The core functionality of maplib (mapping, querying, serialization) is open source, but SHACL and Datalog functionality are not. Please send us a message, e.g. on LinkedIn (search for Data Treehouse) or on email (magnus at data-treehouse.com) if you want to try out these features. See our roadmap for upcoming features.

Installing

The package is published on PyPi and the API documented here:

pip install maplib

Model

We can easily map DataFrames to RDF-graphs using the Python library. Below is a reproduction of the example in the paper [1]. Assume that we have a DataFrame given by:

import polars as pl
pl.Config.set_fmt_str_lengths(150)

pi = "https://github.com/DataTreehouse/maplib/pizza#"
df = pl.DataFrame({
    "p":[pi + "Hawaiian", pi + "Grandiosa"],
    "c":[pi + "CAN", pi + "NOR"],
    "ings": [[pi + "Pineapple", pi + "Ham"],
             [pi + "Pepper", pi + "Meat"]]
})
print(df)

That is, our DataFrame is:

p c ings
str str list[str]
"https://.../pizza#Hawaiian" "https://.../maplib/pizza#CAN" [".../pizza#Pineapple", ".../pizza#Ham"]
"https://.../pizza#Grandiosa" "https://.../maplib/pizza#NOR" [".../pizza#Pepper", ".../pizza#Meat"]

Then we can define a OTTR template, and create our knowledge graph by expanding this template with our DataFrame as input:

from maplib import Model, Prefix, Template, Argument, Parameter, Variable, RDFType, Triple, a
pi = Prefix(pi)

p_var = Variable("p")
c_var = Variable("c")
ings_var = Variable("ings")

template = Template(
    iri= pi.suf("PizzaTemplate"),
    parameters= [
        Parameter(variable=p_var, rdf_type=RDFType.IRI()),
        Parameter(variable=c_var, rdf_type=RDFType.IRI()),
        Parameter(variable=ings_var, rdf_type=RDFType.Nested(RDFType.IRI()))
    ],
    instances= [
        Triple(p_var, a, pi.suf("Pizza")),
        Triple(p_var, pi.suf("fromCountry"), c_var),
        Triple(
            p_var, 
            pi.suf("hasIngredient"), 
            Argument(term=ings_var, list_expand=True), 
            list_expander="cross")
    ]
)

m = Model()
m.map(template, df)
hpizzas = """
    PREFIX pi:<https://github.com/DataTreehouse/maplib/pizza#>
    CONSTRUCT { ?p a pi:HeterodoxPizza } 
    WHERE {
        ?p a pi:Pizza .
        ?p pi:hasIngredient pi:Pineapple .
    }"""
m.insert(hpizzas)
return m

We can immediately query the mapped knowledge graph:

m.query("""
PREFIX pi:<https://github.com/DataTreehouse/maplib/pizza#>
SELECT ?p ?i WHERE {
?p a pi:Pizza .
?p pi:hasIngredient ?i .
}
""")

The query gives the following result (a DataFrame):

p i
str str
"https://.../pizza#Grandiosa" "https://.../pizza#Meat"
"https://.../pizza#Grandiosa" "https://.../pizza#Pepper"
"https://.../pizza#Hawaiian" "https://.../pizza#Pineapple"
"https://.../pizza#Hawaiian" "https://.../pizza#Ham"

Next, we are able to perform a construct query, which creates new triples but does not insert them.

hpizzas = """
PREFIX pi:<https://github.com/DataTreehouse/maplib/pizza#>
CONSTRUCT { ?p a pi:UnorthodoxPizza } 
WHERE {
    ?p a pi:Pizza .
    ?p pi:hasIngredient pi:Pineapple .
}"""
res = m.query(hpizzas)
res[0]

The resulting triples are given below:

subject verb object
str str str
"https://.../pizza#Hawaiian" "http://.../22-rdf-syntax-ns#type" "https://.../pizza#UnorthodoxPizza"

If we are happy with the output of this construct-query, we can insert it in the model state.
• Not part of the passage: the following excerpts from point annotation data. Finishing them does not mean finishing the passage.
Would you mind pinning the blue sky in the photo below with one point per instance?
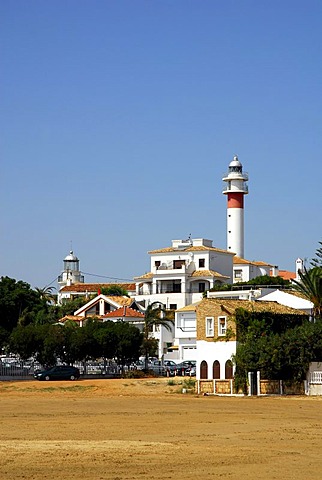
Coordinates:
(119, 119)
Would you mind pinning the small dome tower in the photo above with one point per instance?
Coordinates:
(71, 273)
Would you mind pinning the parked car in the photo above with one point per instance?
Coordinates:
(170, 368)
(60, 372)
(187, 367)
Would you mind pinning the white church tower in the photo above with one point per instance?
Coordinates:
(71, 273)
(235, 188)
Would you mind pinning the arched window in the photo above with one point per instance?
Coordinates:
(216, 370)
(229, 369)
(203, 370)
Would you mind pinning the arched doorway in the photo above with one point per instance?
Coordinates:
(216, 370)
(229, 369)
(203, 370)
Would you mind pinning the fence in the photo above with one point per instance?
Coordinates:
(13, 368)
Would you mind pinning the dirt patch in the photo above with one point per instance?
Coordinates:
(147, 429)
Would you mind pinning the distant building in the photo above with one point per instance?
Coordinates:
(216, 333)
(181, 273)
(71, 273)
(88, 290)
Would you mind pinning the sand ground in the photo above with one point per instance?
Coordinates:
(147, 429)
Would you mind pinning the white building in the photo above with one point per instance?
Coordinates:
(71, 273)
(181, 273)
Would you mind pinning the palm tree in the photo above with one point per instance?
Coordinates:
(155, 315)
(310, 286)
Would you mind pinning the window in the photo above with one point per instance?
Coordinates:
(204, 370)
(216, 370)
(177, 264)
(209, 326)
(229, 369)
(238, 274)
(222, 326)
(202, 287)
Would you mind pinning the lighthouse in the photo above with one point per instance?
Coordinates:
(235, 187)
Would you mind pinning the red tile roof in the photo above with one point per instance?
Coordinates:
(94, 287)
(124, 312)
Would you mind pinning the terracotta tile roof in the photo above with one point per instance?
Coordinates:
(258, 306)
(202, 248)
(207, 273)
(120, 300)
(74, 318)
(286, 275)
(189, 308)
(124, 312)
(243, 261)
(94, 287)
(146, 275)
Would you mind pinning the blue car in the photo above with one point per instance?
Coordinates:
(60, 372)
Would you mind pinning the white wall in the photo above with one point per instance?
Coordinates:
(211, 351)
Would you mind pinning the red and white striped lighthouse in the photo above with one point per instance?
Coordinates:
(235, 189)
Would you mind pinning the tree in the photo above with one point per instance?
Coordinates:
(155, 315)
(46, 294)
(317, 261)
(310, 286)
(17, 300)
Afterwards we check that the triple is added with a query.

m.insert(hpizzas)
m.query("""
PREFIX pi:<https://github.com/DataTreehouse/maplib/pizza#>

SELECT ?p WHERE {
?p a pi:UnorthodoxPizza
}
""")

Indeed, we have added the triple:

p
str
"https://github.com/DataTreehouse/maplib/pizza#Hawaiian"

API

The API is simple, and contains only one class and a few methods for:

  • expanding templates
  • querying with SPARQL
  • validating with SHACL
  • reading JSON to triples using Façade-X
  • importing triples (Turtle, RDF/XML, NTriples, JSON-LD)
  • writing triples (Turtle, RDF/XML, NTriples)
  • creating a new Model from a named graph

The API is documented HERE

Roadmap of features and optimizations

Spring 2026

  • SHACL Rules
  • Disk based storage and internal serialization format
  • Jelly
  • Graph virtualization using chrontext

Roadmap is subject to changes,particularly user and customer requests.

References

There is an associated paper [1] with associated benchmarks showing superior performance and scalability that can be found here. OTTR is described in [2].
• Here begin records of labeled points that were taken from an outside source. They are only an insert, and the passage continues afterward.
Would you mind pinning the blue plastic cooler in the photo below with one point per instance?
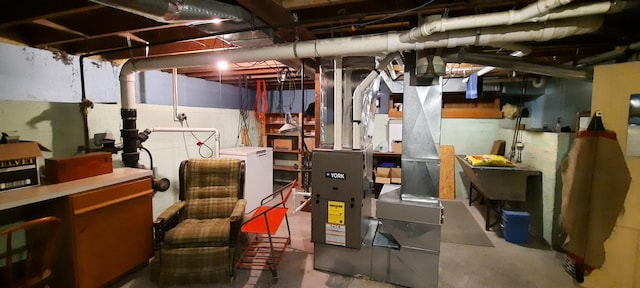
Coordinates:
(515, 226)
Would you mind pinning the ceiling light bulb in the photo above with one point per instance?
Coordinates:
(223, 65)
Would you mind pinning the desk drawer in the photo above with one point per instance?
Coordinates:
(95, 199)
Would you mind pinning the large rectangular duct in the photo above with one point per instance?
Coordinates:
(421, 138)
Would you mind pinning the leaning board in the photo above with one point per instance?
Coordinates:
(447, 172)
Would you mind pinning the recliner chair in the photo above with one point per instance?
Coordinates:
(196, 238)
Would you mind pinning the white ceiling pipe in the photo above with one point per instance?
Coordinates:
(359, 45)
(584, 10)
(488, 69)
(510, 17)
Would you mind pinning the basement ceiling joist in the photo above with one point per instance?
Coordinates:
(81, 27)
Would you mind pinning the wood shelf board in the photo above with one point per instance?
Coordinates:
(485, 113)
(284, 168)
(284, 134)
(285, 151)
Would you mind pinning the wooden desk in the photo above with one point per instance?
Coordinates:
(497, 185)
(106, 223)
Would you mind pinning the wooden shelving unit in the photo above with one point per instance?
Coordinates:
(287, 147)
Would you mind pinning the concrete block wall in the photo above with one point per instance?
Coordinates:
(41, 92)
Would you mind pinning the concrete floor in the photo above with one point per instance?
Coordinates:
(505, 265)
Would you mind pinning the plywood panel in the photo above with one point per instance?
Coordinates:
(447, 170)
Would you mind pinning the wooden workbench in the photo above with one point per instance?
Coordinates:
(106, 224)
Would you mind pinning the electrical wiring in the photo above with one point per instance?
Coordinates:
(200, 143)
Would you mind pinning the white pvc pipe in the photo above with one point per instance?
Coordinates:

[1] M. Bakken, "maplib: Interactive, literal RDF model model for industry," in IEEE Access, doi: 10.1109/ACCESS.2023.3269093.

[2] M. G. Skjæveland, D. P. Lupp, L. H. Karlsen, and J. W. Klüwer, “Ottr: Formal templates for pattern-based ontology engineering.” in WOP (Book), 2021, pp. 349–377.

Licensing

All code produced since August 1st. 2023 is copyrighted to Data Treehouse AS with an Apache 2.0 license unless otherwise noted.

All code which was produced before August 1st. 2023 copyrighted to Prediktor AS with an Apache 2.0 license unless otherwise noted, and has been financed by The Research Council of Norway (grant no. 316656) and Prediktor AS as part of a PhD Degree. The code at this state is archived in the repository at https://github.com/magbak/maplib.

Project details


Download files

Download the file for your platform. If you're not sure which to choose, learn more about installing packages.

Source Distribution

maplib-0.20.10.tar.gz (364.9 kB view details)

Uploaded Source

Built Distributions

If you're not sure about the file name format, learn more about wheel file names.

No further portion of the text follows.